Photo du rédacteur: BarthélémyBarthélémy

Les micronations existent depuis longtemps, et ont pu servir des desseins politiques particulièrement importants, comme dans cet exemple sud-américain du XIXᵉ siècle.


dessin portrait Antoine de Tounens

Antoine de Tounens, un avocat périgourdin, a vécu l’une des aventures les plus incroyables. Parti en Amérique du Sud avec l’espoir d’y fonder son royaume, il y fut élu roi par les Mapuches en proclamant le Royaume d'Araucanie et de Patagonie. Son règne fut de courte durée, mais son héritage perdure encore aujourd’hui.

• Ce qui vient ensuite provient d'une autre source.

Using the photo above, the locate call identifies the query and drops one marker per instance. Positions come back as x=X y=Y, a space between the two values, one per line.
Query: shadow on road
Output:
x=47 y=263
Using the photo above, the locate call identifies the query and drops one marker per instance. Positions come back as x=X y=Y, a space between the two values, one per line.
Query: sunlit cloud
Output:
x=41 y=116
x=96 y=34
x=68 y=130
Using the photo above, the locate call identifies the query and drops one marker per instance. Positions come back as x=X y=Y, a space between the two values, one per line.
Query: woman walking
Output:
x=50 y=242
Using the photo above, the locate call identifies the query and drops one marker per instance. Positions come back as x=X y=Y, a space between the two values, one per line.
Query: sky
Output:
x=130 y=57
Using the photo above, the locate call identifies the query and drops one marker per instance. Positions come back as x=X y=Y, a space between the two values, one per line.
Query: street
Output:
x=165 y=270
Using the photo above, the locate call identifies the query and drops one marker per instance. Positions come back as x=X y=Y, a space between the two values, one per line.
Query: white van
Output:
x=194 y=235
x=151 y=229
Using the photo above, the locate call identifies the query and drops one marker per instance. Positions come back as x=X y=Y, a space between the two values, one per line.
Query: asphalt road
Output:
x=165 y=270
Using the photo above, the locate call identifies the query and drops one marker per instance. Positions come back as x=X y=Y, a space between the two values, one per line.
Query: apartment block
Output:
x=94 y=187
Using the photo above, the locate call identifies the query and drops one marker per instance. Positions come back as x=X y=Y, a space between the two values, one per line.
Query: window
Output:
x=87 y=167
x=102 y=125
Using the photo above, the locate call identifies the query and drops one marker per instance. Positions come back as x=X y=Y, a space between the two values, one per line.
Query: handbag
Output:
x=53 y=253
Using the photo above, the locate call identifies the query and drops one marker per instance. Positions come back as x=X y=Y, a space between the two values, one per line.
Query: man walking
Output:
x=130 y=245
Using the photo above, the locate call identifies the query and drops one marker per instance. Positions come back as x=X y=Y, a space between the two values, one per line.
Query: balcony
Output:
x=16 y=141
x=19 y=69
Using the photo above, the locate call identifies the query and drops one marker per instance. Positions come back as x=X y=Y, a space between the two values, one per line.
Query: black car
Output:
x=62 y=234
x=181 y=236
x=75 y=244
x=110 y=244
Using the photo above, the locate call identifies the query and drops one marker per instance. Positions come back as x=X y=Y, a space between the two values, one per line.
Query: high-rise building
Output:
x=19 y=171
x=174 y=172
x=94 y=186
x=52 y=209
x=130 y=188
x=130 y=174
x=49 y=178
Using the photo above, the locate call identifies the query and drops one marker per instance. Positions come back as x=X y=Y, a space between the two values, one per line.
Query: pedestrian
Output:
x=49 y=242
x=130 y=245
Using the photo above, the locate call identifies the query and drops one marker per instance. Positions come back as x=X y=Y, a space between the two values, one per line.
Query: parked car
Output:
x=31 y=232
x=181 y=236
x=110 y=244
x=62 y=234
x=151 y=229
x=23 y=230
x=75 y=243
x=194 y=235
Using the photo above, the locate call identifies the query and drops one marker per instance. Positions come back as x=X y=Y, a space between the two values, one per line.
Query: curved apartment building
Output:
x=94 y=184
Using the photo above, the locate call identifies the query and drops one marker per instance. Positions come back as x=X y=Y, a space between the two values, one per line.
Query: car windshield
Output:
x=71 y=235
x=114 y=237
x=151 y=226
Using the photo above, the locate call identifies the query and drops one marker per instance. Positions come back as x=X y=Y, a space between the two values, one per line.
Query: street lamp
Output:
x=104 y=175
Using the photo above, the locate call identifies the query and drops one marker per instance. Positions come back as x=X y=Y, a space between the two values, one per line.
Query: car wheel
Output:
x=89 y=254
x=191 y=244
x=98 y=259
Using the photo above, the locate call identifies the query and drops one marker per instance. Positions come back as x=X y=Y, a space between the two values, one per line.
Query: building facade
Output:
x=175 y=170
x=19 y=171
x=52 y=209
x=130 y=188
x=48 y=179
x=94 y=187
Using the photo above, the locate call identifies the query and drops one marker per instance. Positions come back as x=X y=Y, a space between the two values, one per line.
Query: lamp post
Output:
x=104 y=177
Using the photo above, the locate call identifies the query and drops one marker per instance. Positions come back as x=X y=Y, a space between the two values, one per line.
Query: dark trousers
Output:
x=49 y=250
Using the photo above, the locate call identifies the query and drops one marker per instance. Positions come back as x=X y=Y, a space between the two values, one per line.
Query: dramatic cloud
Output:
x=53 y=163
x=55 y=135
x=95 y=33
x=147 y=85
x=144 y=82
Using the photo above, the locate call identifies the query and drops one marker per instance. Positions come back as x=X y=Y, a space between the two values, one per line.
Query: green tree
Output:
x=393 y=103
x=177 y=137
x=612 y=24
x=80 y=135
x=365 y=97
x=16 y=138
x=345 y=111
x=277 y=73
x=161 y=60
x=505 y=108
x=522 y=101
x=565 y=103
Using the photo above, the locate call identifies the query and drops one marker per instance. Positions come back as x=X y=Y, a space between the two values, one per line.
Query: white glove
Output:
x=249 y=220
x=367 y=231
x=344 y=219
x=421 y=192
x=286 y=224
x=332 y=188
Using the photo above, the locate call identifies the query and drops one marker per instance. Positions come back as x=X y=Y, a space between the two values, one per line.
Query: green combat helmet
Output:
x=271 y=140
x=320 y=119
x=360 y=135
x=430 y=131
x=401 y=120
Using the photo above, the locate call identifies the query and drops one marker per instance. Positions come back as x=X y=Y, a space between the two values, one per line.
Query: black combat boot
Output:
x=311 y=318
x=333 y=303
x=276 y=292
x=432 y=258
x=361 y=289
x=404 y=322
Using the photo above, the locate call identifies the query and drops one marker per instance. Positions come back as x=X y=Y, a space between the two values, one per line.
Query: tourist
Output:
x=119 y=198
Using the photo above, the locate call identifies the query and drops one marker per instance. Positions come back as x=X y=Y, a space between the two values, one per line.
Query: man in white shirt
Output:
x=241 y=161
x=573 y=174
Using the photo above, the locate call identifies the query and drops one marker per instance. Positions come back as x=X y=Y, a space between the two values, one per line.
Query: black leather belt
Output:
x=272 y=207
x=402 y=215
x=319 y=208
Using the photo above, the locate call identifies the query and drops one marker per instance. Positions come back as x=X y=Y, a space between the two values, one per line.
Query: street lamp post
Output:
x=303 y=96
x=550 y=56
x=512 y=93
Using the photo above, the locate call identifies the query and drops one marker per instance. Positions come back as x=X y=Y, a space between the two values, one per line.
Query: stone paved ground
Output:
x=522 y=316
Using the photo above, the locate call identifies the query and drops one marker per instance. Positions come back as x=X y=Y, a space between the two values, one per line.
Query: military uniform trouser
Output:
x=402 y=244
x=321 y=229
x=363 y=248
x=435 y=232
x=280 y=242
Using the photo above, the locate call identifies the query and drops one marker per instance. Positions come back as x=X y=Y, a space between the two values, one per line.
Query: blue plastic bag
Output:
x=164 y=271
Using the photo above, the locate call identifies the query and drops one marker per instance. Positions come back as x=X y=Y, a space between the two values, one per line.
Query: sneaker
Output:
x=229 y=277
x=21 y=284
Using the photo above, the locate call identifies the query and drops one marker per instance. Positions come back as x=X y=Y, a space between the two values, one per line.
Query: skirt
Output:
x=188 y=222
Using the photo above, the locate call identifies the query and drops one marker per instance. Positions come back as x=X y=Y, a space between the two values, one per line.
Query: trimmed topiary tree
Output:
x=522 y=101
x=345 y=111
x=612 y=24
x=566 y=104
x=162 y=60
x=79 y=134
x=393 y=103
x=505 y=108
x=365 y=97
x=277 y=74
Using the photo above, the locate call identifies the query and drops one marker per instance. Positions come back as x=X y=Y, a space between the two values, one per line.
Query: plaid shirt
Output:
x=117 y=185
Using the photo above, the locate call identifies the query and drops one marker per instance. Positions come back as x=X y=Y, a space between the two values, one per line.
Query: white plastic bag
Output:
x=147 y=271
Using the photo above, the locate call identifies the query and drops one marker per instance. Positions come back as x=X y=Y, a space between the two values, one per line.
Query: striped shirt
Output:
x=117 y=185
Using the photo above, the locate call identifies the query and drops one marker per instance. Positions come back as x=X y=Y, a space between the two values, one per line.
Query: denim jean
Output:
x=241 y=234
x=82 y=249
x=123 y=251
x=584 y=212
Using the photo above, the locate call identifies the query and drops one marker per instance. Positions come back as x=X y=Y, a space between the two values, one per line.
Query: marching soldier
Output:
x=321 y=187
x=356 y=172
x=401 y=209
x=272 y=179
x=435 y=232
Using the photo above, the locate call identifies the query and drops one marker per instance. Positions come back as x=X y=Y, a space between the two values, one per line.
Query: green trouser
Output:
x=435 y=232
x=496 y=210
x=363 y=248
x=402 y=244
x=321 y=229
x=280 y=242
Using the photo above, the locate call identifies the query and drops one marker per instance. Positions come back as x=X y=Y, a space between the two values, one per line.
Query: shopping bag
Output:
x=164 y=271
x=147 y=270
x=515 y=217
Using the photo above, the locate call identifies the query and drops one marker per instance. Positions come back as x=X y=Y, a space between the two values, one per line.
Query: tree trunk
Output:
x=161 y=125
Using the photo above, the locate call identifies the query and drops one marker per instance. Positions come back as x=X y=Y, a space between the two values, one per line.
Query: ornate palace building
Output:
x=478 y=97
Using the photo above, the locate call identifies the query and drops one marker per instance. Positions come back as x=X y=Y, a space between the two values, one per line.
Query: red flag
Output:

Retour sur l’histoire fascinante d’un homme entre rêve, diplomatie et résistance.



L’histoire d’une rencontre hors du commun

carte territoire des Mapuches amérique du sud
Carte du territoire des Mapuches

Originaire de Dordogne, Antoine de Tounens part pour le Chili en 1858, animé par des idéaux politiques et une fascination pour l'Amérique du Sud. En octobre 1860, informé d’un soulèvement déclenché dans le sillage de la Guerre civile chilienne de 1859, il se rend en Araucanie pour rejoindre la lutte d’un peuple farouchement attaché à son indépendance : les Mapuches. 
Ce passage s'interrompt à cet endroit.